Assume HJ0: J = Empty.

We prove the intermediate claim Hdef: power_real_uniform_metric_value J f f = If_i (J = Empty) 0 (Eps_i (λr : set ⇒ R_lub (power_real_clipped_diffs J f f) r)).

Use reflexivity.

rewrite the current goal using Hdef (from left to right).

rewrite the current goal using (If_i_1 (J = Empty) 0 (Eps_i (λr : set ⇒ R_lub (power_real_clipped_diffs J f f) r)) HJ0) (from left to right).

Use reflexivity.

Assume HJne: ¬ (J = Empty).

We prove the intermediate claim HJne2: J ≠ Empty.

An exact proof term for the current goal is HJne.

Set A to be the term power_real_clipped_diffs J f f.

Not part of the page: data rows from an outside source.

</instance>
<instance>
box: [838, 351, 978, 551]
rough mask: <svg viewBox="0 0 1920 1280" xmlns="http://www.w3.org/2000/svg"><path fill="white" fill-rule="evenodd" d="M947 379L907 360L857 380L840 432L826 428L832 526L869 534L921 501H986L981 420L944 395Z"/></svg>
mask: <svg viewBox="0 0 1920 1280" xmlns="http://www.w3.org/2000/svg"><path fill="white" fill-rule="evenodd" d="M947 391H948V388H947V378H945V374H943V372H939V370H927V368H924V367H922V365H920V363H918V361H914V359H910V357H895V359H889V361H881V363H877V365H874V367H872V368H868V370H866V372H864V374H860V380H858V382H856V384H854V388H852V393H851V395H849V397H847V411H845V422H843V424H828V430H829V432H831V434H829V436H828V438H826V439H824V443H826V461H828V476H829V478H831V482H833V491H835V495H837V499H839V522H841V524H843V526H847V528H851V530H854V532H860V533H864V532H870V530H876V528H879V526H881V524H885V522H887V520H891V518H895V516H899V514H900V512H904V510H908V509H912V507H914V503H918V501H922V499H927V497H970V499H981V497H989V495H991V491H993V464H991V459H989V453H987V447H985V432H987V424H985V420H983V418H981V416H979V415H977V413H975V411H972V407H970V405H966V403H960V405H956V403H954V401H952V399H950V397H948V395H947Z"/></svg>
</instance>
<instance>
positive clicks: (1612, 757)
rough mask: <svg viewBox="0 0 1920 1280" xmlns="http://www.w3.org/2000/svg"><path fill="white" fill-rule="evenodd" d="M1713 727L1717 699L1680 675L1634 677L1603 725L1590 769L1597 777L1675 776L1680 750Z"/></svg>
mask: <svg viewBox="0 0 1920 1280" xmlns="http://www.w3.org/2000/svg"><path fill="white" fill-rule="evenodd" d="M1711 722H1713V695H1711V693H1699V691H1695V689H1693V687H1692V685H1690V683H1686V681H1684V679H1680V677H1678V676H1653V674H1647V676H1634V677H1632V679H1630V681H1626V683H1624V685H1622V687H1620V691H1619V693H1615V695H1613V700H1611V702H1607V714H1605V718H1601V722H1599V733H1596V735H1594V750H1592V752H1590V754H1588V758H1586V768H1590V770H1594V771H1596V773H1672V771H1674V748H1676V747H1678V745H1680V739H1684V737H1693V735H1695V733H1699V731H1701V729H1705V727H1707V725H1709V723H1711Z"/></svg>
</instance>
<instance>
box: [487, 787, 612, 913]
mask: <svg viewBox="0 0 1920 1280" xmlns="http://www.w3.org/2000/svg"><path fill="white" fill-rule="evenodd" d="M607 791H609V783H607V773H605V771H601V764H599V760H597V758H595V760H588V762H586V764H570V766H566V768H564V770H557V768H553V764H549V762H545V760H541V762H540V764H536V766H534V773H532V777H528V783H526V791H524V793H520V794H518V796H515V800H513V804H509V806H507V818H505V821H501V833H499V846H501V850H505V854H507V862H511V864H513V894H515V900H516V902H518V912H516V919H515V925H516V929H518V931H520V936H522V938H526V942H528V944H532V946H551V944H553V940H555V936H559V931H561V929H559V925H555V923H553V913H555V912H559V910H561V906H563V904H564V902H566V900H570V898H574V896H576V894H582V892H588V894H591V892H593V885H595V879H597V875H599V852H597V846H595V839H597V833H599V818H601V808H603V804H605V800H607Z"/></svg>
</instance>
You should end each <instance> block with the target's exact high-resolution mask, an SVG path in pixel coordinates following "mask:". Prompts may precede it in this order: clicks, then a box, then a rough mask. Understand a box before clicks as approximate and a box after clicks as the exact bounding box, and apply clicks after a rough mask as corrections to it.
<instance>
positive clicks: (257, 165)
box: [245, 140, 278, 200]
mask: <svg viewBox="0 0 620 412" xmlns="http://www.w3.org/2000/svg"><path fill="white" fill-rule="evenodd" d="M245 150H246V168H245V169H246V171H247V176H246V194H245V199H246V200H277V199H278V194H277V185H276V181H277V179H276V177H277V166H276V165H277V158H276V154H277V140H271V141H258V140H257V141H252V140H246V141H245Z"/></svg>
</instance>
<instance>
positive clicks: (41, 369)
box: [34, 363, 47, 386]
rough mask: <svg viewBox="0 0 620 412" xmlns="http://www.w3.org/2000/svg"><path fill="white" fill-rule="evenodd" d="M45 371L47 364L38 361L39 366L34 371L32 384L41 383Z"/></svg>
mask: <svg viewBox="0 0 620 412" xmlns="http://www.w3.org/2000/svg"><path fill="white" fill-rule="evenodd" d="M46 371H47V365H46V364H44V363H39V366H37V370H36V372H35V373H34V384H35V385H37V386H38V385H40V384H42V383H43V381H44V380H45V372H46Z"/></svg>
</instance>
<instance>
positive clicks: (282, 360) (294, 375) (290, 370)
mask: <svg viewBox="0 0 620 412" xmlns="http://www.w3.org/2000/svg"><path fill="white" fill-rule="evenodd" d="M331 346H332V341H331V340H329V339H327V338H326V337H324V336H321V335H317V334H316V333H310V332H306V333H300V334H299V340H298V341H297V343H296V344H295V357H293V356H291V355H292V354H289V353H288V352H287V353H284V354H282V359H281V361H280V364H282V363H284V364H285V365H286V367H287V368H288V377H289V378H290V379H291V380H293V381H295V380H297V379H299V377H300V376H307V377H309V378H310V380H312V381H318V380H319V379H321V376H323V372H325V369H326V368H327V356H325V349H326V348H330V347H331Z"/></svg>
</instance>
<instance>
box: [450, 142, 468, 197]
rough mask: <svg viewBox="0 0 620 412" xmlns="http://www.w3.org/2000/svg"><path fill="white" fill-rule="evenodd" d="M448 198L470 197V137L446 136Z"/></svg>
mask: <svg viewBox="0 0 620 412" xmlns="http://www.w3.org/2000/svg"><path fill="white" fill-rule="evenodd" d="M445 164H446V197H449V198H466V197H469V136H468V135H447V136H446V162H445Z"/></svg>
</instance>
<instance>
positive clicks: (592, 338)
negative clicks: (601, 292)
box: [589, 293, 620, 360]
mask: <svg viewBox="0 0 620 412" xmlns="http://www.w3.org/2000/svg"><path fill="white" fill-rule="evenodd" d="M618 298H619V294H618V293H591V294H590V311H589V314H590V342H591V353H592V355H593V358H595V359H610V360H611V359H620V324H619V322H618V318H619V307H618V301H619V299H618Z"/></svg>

We prove the intermediate claim HAeq: A = {0}.

An exact proof term for the current goal is (power_real_clipped_diffs_diag_eq_Sing0 J f HJne2 Hf).

We prove the intermediate claim Hlub1: R_lub A (power_real_uniform_metric_value J f f).

An exact proof term for the current goal is (power_real_uniform_metric_value_is_lub J f f HJne2 Hf Hf).

We prove the intermediate claim Hlub0: R_lub A 0.

rewrite the current goal using HAeq (from left to right).

An exact proof term for the current goal is R_lub_Sing0.

An exact proof term for the current goal is (R_lub_unique A (power_real_uniform_metric_value J f f) 0 Hlub1 Hlub0).